# The Necromancer



## Ragnarok (Dec 31, 2001)

Ok, the Necromancer was Sauron and at that time he lived in Dol Goldur. But, Gandalf says he and his order went and beat him back, then the Necro went back to Mordor. My questions are was he in physical form? and how could the Order beat him back so easily?

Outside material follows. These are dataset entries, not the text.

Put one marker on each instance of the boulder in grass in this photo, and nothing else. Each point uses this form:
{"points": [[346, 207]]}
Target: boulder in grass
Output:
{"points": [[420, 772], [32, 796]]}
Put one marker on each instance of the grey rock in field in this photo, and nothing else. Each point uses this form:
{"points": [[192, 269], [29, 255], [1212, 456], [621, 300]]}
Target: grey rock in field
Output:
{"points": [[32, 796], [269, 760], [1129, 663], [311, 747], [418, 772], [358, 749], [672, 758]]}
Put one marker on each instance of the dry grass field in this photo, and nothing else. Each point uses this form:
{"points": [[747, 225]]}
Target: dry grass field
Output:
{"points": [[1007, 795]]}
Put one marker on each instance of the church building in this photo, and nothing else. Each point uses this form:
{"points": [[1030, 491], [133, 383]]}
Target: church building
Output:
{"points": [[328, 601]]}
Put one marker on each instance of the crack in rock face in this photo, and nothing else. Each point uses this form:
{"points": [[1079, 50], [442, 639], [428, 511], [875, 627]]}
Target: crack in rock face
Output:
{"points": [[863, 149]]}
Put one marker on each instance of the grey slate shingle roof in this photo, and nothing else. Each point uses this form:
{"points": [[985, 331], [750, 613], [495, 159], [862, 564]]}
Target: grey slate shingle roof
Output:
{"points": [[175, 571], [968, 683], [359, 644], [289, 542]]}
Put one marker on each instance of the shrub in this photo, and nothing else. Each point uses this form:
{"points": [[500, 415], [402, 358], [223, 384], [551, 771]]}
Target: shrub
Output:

I can only sort of answer my second question, and that is Sauron didnt have much of his strength back, and during LotR he got much more back, so thats why it was so easy for them.


----------



## chrome_rocknave (Dec 31, 2001)

Hmm....I'm not sure what form he was in but you are correct in assuming that he did not have all of his power back yet


----------



## Snaga (Dec 31, 2001)

pretty sure S needs the ring to take physical form. I'll see if I can find a quote


----------



## Dagorlad (Dec 31, 2001)

I do not recall any clear quotation offhand to prove this, but I definately do not believe that Sauron had any physical form in Dol Goldur. I believe his servants, probably his Nazgul, did his work. And since it took the entire white council (Gandalf, Saruman, Galadriel, Rhadagast, and someone else I'm not remembering) just to drive him out of Mirkwood (not destroy him) when he had not even a physical form yet, I am amazed that you are saying it was "so easy" for them to drive him out. I'd say that if it was even the slightest bit harder, it would have been outright impossible.


----------



## Lantarion (Jan 1, 2002)

I think he didn't have physical form, (as he doesn't during the War of the Ring) and that although he had some power, he was still accumulating it and recovering his little power that he still had without the Ring. But I don't believe it was very 'easy', anyway.


----------



## Dengen-Goroth (Jan 1, 2002)

This quote should work for you.
"Some here will remember that many years ago I myself dared to pass the doors of the Necromancer in Dol Guldur, and secretly explored his ways, and found thus that our fears were true, he was none other then Sauron, our enemy of old, at lngth taking shape and power again. Some, too, will remember also that Saruman dissuaded us from open deeds against him, and for long we watched him only. Yet at last, as hi shadow grew, Saruma yielded, and the Council put forth its strength and drove the evil out of Mirkwood-and that was in he very year of the finding of this Ring: a strange chance it was. 
'bu we were to late, as Elrond foresaw. sauron also had watched us,and had long prepared against our stroke, governing Mordor from afar through Minas Morgul, where his Nine Servantsdwelt, until alll was ready. Then he gave way before us, *but only feigned to flee* , and soon after came to the Dark Tower and openly declared himself."
FoTR pgs. 263-4
That should answer why he was "defeated" so easily, as for the physical form thing, I can't help. perhaps something is said in The Hobbit, which I don't have.


----------



## Ragnarok (Jan 1, 2002)

Ok, Ok, I admit it wasnt that easy. But it was a lot easier than it wouldve been during the time of LotR. Thats what I meant.


----------



## The Phony Pope (Jan 1, 2002)

Yeah Dagorlad another big person who contributed to the attacl on Dol Guldur was Glorfindel.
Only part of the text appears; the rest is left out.